Solve the equation
(u-1)^2=2u^2-3u-29
for u .
This was answered the first time you posted it. I pasted the answer below.
(u - 1)^2 = 2u^2 - 3u - 29
u^2 - 2u + 1 = 2u^2 - 3u - 29
u^2 - u - 30 = 0
This does not factor.
Solve by using the quadratic formula or the method of completing the square.
Post your answer and someone will check it for you.

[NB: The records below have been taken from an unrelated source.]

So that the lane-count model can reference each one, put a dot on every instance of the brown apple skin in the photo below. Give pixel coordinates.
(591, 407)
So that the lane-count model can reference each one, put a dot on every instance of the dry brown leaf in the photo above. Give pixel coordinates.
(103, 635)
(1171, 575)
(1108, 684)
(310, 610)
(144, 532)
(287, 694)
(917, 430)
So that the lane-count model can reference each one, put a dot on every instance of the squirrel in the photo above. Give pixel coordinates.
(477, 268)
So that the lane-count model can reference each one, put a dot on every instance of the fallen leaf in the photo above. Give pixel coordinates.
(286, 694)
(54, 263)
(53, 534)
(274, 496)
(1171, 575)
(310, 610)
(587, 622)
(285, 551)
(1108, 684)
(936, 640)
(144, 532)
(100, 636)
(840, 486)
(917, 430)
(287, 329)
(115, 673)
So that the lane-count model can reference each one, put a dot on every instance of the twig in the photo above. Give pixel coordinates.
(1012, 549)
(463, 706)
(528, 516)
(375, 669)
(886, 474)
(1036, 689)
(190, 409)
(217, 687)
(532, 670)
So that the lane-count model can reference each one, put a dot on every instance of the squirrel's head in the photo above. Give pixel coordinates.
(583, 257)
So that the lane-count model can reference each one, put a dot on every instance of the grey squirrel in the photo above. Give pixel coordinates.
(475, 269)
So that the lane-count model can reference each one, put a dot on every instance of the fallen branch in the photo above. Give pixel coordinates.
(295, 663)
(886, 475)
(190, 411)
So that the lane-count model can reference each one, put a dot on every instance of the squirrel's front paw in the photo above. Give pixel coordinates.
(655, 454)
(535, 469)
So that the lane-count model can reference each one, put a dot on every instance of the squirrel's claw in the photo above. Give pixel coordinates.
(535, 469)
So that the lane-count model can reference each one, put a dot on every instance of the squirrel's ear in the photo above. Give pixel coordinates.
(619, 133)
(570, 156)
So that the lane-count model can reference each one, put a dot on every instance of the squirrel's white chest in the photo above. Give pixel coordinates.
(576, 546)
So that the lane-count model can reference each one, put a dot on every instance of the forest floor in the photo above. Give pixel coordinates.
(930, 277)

I got 1 +or- the sqrt 90/2
u^2 - u - 30 = 0
Using the quadratic formula,
x =(-b +- (sqrt(b^2 - 4ac))/2a
a = 1, b = -1, c = -30
x = 1 +- (sqrt(-1^2 - 4(1)(-30))/2
x = (1 +- (sqrt(1 + 120))/2
x = (1 +- (sqrt(121))/2
x = (1 +- 11)/2
x = (1 + 11)/2 = 6
x = (1 - 11)/2 = -5
To solve the equation (u-1)^2 = 2u^2 - 3u - 29 for u, we can follow these steps:
Step 1: Expand the left side of the equation by multiplying (u-1) with itself.
(u-1)^2 = (u-1)(u-1)
= u(u-1) - 1(u-1)
= u^2 - u - u + 1
= u^2 - 2u + 1
Step 2: Rewrite the equation with the expanded form:
u^2 - 2u + 1 = 2u^2 - 3u - 29
Step 3: Move all terms to one side of the equation to create a quadratic equation:
0 = 2u^2 - 3u - 29 - u^2 + 2u - 1
= u^2 - u - 30
Step 4: Factorize the quadratic equation:
0 = (u - 6)(u + 5)
Step 5: Set each factor equal to zero and solve for u:
u - 6 = 0 --> u = 6
u + 5 = 0 --> u = -5
Therefore, the solutions for u are u = 6 and u = -5.